Motorola Mobilityは、今年はじめ旧モトローラが二分割されて出来たコンシューマ向けの携帯電話端末メーカー部門。買収計画は両社間ですでに合意に達しており、買収額は12日付け終値に63%ものプレミアムを上乗せした1株あたり40ドル。買収手続きは、年末か来年早々に完了予定だという。この買収によってGoogleは自社ブランドでNexusシリーズを展開するだけに留まらずデバイス製造まで保有することになる。

Googleの最高経営責任者ラリー・ページ氏が同日に公式ブログで投稿した説明によると、Motorola MobilityはあくまでAndroid ライセンシーのひとつとして、Googleとは切り離した別組織として運営されるとのこと。

「Androidをオープンプラットフォームとして推進するコミットメントに変化はない」と説明しており、公式プレスリリースにもオープンプラットフォームである立場を強調し、パートナーへの配慮とともに、サムスン、ソニーエリクソン、HTC、LGといったパートナー企業から買収に関する歓迎コメントを掲載している。

買収目的として、ページ氏は「Androidのエコシステム全体を盛り上げるため」を理由の1つとして挙げているが、その他にも特許ポートフォリオの獲得でApple社、マイクロソフト社といったライバル企業に対抗するため、とも想定できる。

発表同日朝に行われた電話会議では、この特許紛争に関する質問がGoogleとMotorola Mobility経営陣に集中したという。Motorolaは80年近く続く無線や通信技術の先駆者であり、現在保有特許が17500件、申請中が2500件以上という膨大な保有資産がある。例えばApple社がヨーロッパとオーストラリア市場からAndroid製品を取り除くために特許訴訟を起こしたように、市場競争を阻止しようとする動きに対抗するためだと予測される。ページ氏もブログに、Google社の特許ポートフォリオを強化することによってAndroidの技術と市場競争を保護したい意向を述べている。

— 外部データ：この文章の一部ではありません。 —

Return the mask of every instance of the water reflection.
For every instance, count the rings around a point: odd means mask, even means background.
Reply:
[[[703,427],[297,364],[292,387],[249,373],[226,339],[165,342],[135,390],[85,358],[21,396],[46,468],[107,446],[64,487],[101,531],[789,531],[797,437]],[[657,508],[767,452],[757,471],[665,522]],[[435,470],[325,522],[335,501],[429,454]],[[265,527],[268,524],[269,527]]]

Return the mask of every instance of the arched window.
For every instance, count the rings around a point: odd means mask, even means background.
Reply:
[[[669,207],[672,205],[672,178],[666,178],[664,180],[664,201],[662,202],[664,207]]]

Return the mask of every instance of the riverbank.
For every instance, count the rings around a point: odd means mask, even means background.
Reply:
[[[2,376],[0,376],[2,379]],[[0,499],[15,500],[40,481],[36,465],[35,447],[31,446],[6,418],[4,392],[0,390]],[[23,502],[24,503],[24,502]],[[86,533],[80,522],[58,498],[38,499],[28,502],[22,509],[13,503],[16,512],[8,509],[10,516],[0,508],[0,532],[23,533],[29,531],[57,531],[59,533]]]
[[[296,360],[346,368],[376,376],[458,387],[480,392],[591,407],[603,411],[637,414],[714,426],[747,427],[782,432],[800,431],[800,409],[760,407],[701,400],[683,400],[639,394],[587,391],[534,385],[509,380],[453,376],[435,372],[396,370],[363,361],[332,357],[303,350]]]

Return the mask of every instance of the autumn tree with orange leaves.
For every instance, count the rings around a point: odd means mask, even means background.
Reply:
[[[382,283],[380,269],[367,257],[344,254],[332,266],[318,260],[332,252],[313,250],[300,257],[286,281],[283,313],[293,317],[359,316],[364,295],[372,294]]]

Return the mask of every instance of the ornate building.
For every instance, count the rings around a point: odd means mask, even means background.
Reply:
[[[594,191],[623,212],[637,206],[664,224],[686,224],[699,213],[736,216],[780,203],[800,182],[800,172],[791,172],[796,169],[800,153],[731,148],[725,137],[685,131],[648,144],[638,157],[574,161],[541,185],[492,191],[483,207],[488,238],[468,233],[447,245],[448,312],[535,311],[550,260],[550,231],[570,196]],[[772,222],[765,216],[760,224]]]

そしてもう1つ、今回の買収でGoogleが得た大資産は、米国におけるハードウェアの市場シェアだ。Google携帯(Nexusシリーズ)はサムスンとHTC製で、市場シェアはほとんどない状態だった。しかし、今回Motorola携帯を合わせることで、トップのHTC(35%) に続き、29%というAndroid携帯メーカーとして2位の座を得る。この数字はモバイルアプリ解析ツールの米Localytics社が同日明らかにした数値である。